Gonzo-portfolio: Ukraine seen by Maxim Dondyuk

“I am a fan of gonzo journalism. I want to immerse myself in the subject I am shooting.”

Gonzo journalists aim to fully immerse themselves in their subject in order to share their own feelings and emotions. This approach disregards the objectivity requirement of traditional journalism to include the reporter as part as his story.

As a photographer Maxim Dondyuk claims this approach of photo-journalism. He accepted to speak about his work in Ukraine.

“With photography I discovered not only the environment around me but I also learned a lot about myself. I am very grateful to photography for everything it brought into my life.”

Memories from the Crimea Sich camp

The Crimea Sich Camp was a young Cossack military-patriotic camp which was located in a beautiful place of Crimea. In the camp were living and training children from 7 to 16 years. I went three times there to take pictures of the young officers.

I discovered it in 2010 while shooting for a reportage about the Crimean Tatars for some newspapers. I stayed there only for a few hours and took a couple of photos but promised to myself to go back and shoot a full story.



“I fully immersed myself into the camp: I became one of the Cossacks, I lived in the same conditions and trained with them”


Thanks to my previous acquaintance with Cossack’s Hetman in 2010, I could make an appointment with him and get shooting permit in the camp. In the camp I became one of the Cossacks. I lived in the same conditions, trained, ate and played cards with the soldiers.

I wanted to understand all the situation there and to put into photos the atmosphere of the camp.

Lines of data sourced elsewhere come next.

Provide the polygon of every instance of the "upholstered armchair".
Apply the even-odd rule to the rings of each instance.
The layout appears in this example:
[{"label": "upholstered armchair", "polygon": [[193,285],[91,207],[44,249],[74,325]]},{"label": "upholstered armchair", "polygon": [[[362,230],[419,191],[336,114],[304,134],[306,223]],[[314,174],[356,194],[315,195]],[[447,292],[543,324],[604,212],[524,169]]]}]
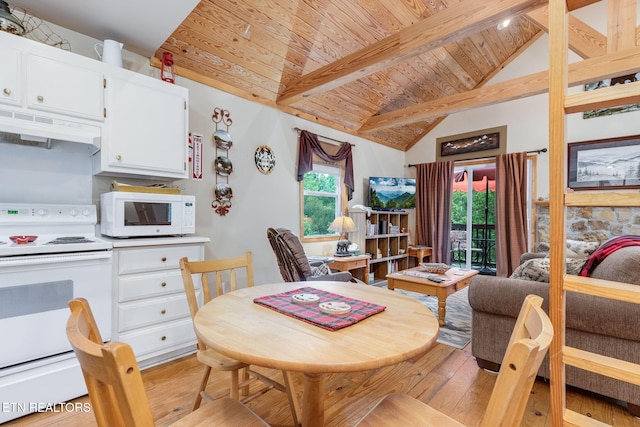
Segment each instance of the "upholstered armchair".
[{"label": "upholstered armchair", "polygon": [[280,274],[285,282],[330,280],[350,282],[348,271],[333,273],[326,264],[316,261],[310,263],[298,236],[286,228],[267,229],[267,238],[278,260]]}]

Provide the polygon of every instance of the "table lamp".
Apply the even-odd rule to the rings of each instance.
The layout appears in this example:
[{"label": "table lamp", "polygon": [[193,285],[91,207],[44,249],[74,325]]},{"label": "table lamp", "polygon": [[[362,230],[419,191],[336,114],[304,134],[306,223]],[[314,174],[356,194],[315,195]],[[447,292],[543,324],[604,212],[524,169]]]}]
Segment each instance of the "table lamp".
[{"label": "table lamp", "polygon": [[356,224],[348,216],[338,216],[329,226],[329,230],[340,234],[340,240],[336,247],[335,256],[349,256],[351,242],[347,239],[347,233],[355,231]]}]

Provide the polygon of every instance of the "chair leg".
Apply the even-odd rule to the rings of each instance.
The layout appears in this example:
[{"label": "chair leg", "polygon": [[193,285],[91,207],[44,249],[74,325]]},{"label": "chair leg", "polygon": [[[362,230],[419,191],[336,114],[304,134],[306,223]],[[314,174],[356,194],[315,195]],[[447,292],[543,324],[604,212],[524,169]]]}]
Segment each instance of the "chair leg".
[{"label": "chair leg", "polygon": [[193,407],[191,408],[192,411],[195,411],[200,407],[200,402],[202,402],[202,395],[200,393],[202,393],[204,389],[207,388],[207,383],[209,382],[209,374],[211,374],[211,366],[205,365],[204,373],[202,374],[202,379],[200,380],[200,388],[196,393],[196,398],[193,401]]},{"label": "chair leg", "polygon": [[291,378],[291,373],[288,371],[282,371],[282,377],[284,379],[284,392],[287,395],[289,401],[289,407],[291,408],[291,416],[293,417],[293,425],[300,426],[300,419],[298,415],[301,414],[300,402],[296,396],[296,389]]}]

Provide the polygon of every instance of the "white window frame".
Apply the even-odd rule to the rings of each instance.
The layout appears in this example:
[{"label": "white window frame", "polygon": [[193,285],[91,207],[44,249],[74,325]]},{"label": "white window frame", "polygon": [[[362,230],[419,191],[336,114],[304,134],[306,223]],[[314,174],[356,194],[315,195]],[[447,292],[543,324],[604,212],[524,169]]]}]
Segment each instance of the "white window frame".
[{"label": "white window frame", "polygon": [[336,199],[334,217],[340,216],[343,211],[344,203],[346,200],[346,190],[343,184],[344,181],[344,167],[340,165],[328,165],[322,163],[313,164],[314,173],[328,174],[336,176],[336,192],[327,193],[319,191],[309,191],[304,189],[304,180],[300,181],[300,236],[303,242],[312,241],[325,241],[325,240],[338,240],[340,236],[333,232],[331,234],[305,236],[304,234],[304,197],[305,196],[318,196],[318,197],[333,197]]}]

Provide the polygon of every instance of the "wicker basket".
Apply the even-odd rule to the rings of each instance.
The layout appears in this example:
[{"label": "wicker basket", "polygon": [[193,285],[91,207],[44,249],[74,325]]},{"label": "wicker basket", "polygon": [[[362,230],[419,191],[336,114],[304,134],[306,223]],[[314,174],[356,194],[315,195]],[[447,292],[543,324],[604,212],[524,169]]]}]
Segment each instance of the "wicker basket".
[{"label": "wicker basket", "polygon": [[451,267],[448,266],[447,264],[442,264],[442,263],[423,262],[422,268],[427,273],[444,274]]}]

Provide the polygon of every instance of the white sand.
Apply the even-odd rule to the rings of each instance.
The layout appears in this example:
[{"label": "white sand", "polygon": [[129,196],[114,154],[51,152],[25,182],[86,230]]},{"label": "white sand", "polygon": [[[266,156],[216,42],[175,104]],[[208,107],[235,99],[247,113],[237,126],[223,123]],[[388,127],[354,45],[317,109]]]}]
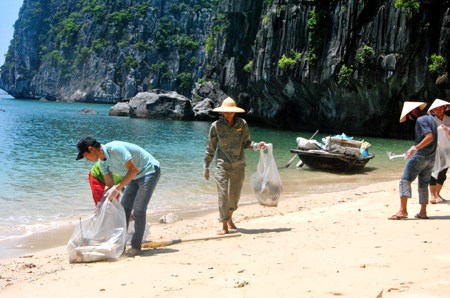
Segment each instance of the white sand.
[{"label": "white sand", "polygon": [[[413,184],[414,196],[417,184]],[[450,198],[444,186],[443,196]],[[416,220],[398,182],[241,206],[240,237],[149,249],[116,262],[69,264],[65,247],[0,262],[1,297],[449,297],[450,210]],[[154,224],[152,241],[215,237],[217,214]],[[381,297],[381,296],[380,296]]]}]

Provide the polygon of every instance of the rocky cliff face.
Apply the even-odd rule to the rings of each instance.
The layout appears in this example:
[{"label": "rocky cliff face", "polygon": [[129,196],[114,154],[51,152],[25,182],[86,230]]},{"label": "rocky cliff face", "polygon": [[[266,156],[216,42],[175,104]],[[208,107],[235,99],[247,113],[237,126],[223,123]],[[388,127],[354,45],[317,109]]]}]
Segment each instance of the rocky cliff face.
[{"label": "rocky cliff face", "polygon": [[210,80],[250,121],[398,137],[403,101],[450,100],[449,2],[25,0],[0,88],[118,102]]},{"label": "rocky cliff face", "polygon": [[117,102],[202,77],[209,0],[24,0],[0,86],[19,98]]},{"label": "rocky cliff face", "polygon": [[[207,75],[255,120],[398,136],[410,131],[398,123],[403,101],[450,99],[449,1],[414,10],[381,0],[228,0],[221,10],[227,25]],[[430,71],[433,54],[444,62]]]}]

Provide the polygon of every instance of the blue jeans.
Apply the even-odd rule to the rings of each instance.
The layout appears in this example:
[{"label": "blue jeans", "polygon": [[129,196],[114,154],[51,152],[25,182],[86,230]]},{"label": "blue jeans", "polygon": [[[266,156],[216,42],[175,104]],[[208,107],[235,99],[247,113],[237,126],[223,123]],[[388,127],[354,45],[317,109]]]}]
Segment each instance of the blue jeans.
[{"label": "blue jeans", "polygon": [[121,203],[125,209],[127,227],[130,221],[131,211],[133,211],[134,215],[134,234],[131,238],[131,247],[141,248],[142,238],[144,237],[145,226],[147,224],[147,206],[160,176],[161,170],[159,167],[155,167],[154,173],[136,180],[131,180],[125,188]]},{"label": "blue jeans", "polygon": [[413,156],[408,161],[400,179],[400,197],[411,198],[411,183],[419,176],[418,191],[419,203],[428,203],[428,185],[430,184],[431,172],[434,167],[434,159]]}]

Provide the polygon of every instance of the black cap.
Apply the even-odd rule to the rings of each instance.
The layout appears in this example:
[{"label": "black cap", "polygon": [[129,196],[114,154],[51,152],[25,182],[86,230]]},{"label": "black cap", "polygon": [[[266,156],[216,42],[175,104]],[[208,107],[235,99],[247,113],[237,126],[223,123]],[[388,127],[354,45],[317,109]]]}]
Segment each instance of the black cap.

The camp closed because the Cossak officers took part in the annexation of the Crimea and supported what is happening in Eastern Ukraine. I don’t have any connections with them at the moment, because most of them were pro-Russians.

A devouring job

“When I started to work on TB epidemic in Ukraine project, I knew nothing about the problem. I mean, I just believed in all the stereotypes of the disease. I didn’t suspect that the epidemic of tuberculosis was a national problem!



Actually, public health systems of some economically unstable countries from former Soviet Union are unable to provide independently reliable treatment.

This project became a part of me. After two years I understood I really needed to stop. I plunged too deeply into my subject.

I devoted more and more of my free time to get into this topic. I lived TB hospitals, visited TB prisons… Getting closer to death learned me to appreciate everyday life.